Gündem


Burak ARTUNER

Bu hafta 1 Ekim’de Dünya Kahve Günü kutlanırken ofisteki arkadaşlardan “Ağabey sen bunun tarihteki hikayesini yazarsın bu hafta” tahminleri gelince, onları da kırmayıp pek bilinmeyen tarihi bir öyküyü PD okuyucularıyla da paylaşmak istedim. 

Merzifonlu Kara Mustafa Paşa Viyana önlerine geldiği 1683 Temmuz'unda şehri fethedeceğinden öylesine emindi ki, aklı kuşatma ve savaş planlarından daha çok şehri aldıktan sonra düzenleyeceği geçit törenindeydi. 

Bu geçit resminde Osmanlı’nın gücünü göstermesi için  her şeyi düşünmüş, hayalinde canlandırdığı fetih sonrası düzenlenecek merasimde kullanmak üzere Topkapı Sarayı’ndan çıkarttırıp yanına almıştı. Ancak işler istediği gibi gitmediği gibi adeta bir bozguna dönüştü.

Polonya Kralı Jean Sobiesky'nin olduğu müttefik ordusu geldi ve Merzifonlu Kara Mustafa’nın hayallerini de yıktı. Paşa her şeyini Viyana surlarının önünde bırakıp askeriyle beraber Belgrad'a doğru çekildi ve geride kalan ne varsa Viyana'nın kurtarıcısı Sobiesky'nin oldu. 

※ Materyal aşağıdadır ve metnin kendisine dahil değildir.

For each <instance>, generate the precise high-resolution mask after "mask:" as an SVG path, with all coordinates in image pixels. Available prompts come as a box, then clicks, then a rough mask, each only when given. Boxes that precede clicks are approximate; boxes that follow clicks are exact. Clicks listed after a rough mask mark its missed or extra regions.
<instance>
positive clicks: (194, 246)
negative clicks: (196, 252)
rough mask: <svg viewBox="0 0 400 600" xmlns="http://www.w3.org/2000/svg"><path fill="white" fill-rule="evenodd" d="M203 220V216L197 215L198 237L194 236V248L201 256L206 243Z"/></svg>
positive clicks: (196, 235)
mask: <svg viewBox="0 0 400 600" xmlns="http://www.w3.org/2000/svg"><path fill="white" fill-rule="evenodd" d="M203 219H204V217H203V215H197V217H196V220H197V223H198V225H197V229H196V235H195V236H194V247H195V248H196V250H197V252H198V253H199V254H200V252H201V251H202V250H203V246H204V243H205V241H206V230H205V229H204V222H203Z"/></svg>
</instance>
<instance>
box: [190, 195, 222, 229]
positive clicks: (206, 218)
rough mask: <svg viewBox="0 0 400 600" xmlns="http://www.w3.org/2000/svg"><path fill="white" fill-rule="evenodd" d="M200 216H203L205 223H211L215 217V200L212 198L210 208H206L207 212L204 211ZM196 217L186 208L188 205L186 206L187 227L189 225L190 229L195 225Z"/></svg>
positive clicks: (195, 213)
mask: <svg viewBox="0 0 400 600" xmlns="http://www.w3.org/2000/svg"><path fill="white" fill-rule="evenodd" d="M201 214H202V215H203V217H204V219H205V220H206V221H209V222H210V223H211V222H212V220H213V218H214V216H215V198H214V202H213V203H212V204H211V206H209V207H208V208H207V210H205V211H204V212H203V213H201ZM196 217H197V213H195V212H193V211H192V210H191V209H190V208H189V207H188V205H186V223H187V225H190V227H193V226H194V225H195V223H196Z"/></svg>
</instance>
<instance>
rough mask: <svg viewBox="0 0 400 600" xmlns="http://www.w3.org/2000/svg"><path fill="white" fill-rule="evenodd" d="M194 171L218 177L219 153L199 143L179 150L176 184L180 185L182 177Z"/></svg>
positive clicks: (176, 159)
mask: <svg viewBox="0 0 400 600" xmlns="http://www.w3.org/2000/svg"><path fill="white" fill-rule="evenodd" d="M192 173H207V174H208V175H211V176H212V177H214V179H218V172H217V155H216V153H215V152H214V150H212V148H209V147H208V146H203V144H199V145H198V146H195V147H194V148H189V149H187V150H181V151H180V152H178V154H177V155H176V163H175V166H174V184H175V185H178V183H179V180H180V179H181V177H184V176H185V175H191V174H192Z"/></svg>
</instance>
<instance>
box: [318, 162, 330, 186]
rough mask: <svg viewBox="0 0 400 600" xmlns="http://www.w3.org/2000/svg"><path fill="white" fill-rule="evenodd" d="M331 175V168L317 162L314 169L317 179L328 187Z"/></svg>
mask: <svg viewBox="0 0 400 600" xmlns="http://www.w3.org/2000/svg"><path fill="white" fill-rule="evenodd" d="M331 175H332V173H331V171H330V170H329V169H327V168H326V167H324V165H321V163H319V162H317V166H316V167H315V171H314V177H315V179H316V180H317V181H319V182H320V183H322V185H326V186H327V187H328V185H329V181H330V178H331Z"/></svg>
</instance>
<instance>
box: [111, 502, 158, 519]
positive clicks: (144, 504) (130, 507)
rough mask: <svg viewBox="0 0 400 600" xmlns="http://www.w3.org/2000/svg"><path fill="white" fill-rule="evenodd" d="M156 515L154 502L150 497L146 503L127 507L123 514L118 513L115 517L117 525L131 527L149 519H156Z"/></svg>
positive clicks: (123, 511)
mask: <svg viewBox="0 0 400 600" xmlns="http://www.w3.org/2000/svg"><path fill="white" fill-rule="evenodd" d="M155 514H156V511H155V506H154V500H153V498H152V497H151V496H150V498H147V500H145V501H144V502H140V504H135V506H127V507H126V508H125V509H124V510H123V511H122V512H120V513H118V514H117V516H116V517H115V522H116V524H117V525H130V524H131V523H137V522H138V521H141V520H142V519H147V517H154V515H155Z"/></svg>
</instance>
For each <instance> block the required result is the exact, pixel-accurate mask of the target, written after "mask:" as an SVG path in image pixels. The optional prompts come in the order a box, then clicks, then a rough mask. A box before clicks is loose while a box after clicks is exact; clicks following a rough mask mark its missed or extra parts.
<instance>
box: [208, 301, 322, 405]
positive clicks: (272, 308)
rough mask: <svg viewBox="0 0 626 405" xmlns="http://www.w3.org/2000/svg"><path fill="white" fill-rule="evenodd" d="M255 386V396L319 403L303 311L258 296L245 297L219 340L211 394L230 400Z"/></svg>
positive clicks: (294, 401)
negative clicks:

Paşa'nın ricatinden sonra Viyana surlarının önünde bir de gariplik yaşandı: Hazinelerin yanında çuvallar dolusu çekilmemiş kahve de vardı. Osmanlı ordugáhını talan eden Avusturyalılar’ın bir kısmı kahve çekirdeklerini önce keçi pisliği sanıp ‘‘Türkler meğerse keçi pisliği yerlermiş’’ dediler ve imhaya kalktılar. Bazıları ise bunların “Deve yemi” olduğunu sandı, bunun üzerine münakaşalar sürürken, daha önce Osmanlı topraklarında yaşamış bir Viyanalı Georg Franz Kolschitzky bunun kahve olduğunu fark etti, Avusturyalılar'a tanelerin ne işe yaradığını anlattı ve Avrupa bu sayede kahveyle tanışmış oldu. Daha sonra kentte bir kahve dükkanı da açan Kolschitzky’nin ismi bugün Viyana’da bir caddeye verilmiştir ve heykeli de dikilmiştir. 

Öte yandan kahvenin Avrupa’yla tanışmasına dair iki ayrı görüş daha vardır. Onları da aktarayım kısaca: 

Kahve ve Kahvehane kitabının yazarı Ulla Heise’nin aktardığına göre Kara Mehmet Paşa’nın 1665 yılında İmparator I. Leopold’u ziyaretinde yanında kahve getirmişti. Yerel halkı etkilemek için masraftan kaçınmayan Mehmet Paşa, yanında getirdiği kahvecilerin pişirdiği kahveleri Viyana halkına ikram ettirmiştir. 

Avusturyalı tarihçi Karl Teply ise kahveyi Viyana’ya getirenlerin yine İstanbul’dan gelen iki Ermeni tüccar olduğunu yazar.

Sonuçta tüm bunlar, kahvenin Avrupa’ya Osmanlılar tarafından tanıtıldığı gerçeğini değiştirmez.